Do School Bans Really Teach Children Anything?
Young Woman
Does Banning something at School Teach Children Anything?
British schools have been in the news lately. Banning make up, mirrors and skirts because they cannot regulate them. One school has banned make up for 14 – 16 year old girls, and removed the mirrors from their lavatories, after reasonable make up rules were ignored. Saying that because girls were spending too much time in the toilet in their lunchtime, and teachers were spending half an hour a day, talking to girls about their make up, the only sensible thing was to ban it completely. Another school banned skirts after girls were wearing them too short, in contravention of reasonable skirt length rule. Is reaching for an outright ban on completely normal teenage behaviour sensible, and was it not ever thus? A complete ban does not teach teenagers how to moderate or regulate their own behaviour.
Most British schools have compulsory school uniform and teenage girls, and boys, have always adapted the uniform to suit their own ideas of fashion.
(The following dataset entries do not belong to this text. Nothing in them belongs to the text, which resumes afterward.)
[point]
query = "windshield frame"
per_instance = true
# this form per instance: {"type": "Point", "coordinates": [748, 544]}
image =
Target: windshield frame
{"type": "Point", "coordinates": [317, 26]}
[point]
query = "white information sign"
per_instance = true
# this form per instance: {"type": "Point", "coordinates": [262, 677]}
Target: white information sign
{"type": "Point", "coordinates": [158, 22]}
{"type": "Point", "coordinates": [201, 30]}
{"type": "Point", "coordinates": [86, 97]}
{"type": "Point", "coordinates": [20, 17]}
Forty years ago, parents and teachers controlled this tendency very successfully. It was all very simple. Girls were not allowed to wear short skirts or make up to school. Parents and teachers controlled this with common sense, and humour, using two different tactics. Parents played their part in enforcing school discipline. Teachers used their commonsense.
During the nineteen sixties, teenaged girls wanted to wear micro mini skirts as Mary Quant, Twiggy, and Lulu did. Parents and teachers naturally did not want young girls wear skirts that showed their underwear to all and sundry. Parents, when buying their daughters’ school uniform skirts ensured they were the correct length and that no alteration was made to the skirt, and that, when their daughters left the house for school, each morning, the skirt was not rolled up. Teachers seeing a girl with a too shirt skirt simply told her to roll the top down. Also spot checks were made, once a term or so, all girls were asked to stay in the hall after assembly, they then knelt on the floor, the headmistress or senior female teacher walked up and down the rows with a yardstick measuring the distance between hemlines and floor. Any skirt more than two inches from the floor earned its owner detention, or extra work. Girls knew where they stood and they could be slightly fashionable, but not take it to an extreme degree. Girls also knew that there was little point in complaining to their parents about teachers punishing them for having too short a skirt, since parents would agree with the teachers.
Teachers dealt with make-up in a slightly different way. Make-up was forbidden and girls knew it was. However, teachers ignored discreet eye make up, a little mascara or similar. Teachers all carried the small handy packets of tissues (Kleenex) , and girls sporting heavy make-up were simply handed a tissue and told to go and wash their faces, repeat offenders were given detention or extra work. It took very little time on the part of teachers and those breaching the ban got no sympathy from their parents or their peers, in fact, other girls were likely to tell them off for overstepping the mark. Girls learnt the difference between heavy and discreet make up, self-discipline, and were still allowed to do something perfectly natural for girls of that age.
These two approaches seem much more sensible than banning natural behaviour. They also teach youngsters about moderate behaviour and allow them to follow perfectly natural inclinations, without endangering themselves or looking like fools. Bans do not teach youngsters anything at all and do not help them to learn self-discipline. Surely, education is supposed to teach and educate the whole child rather than just filling their heads with facts.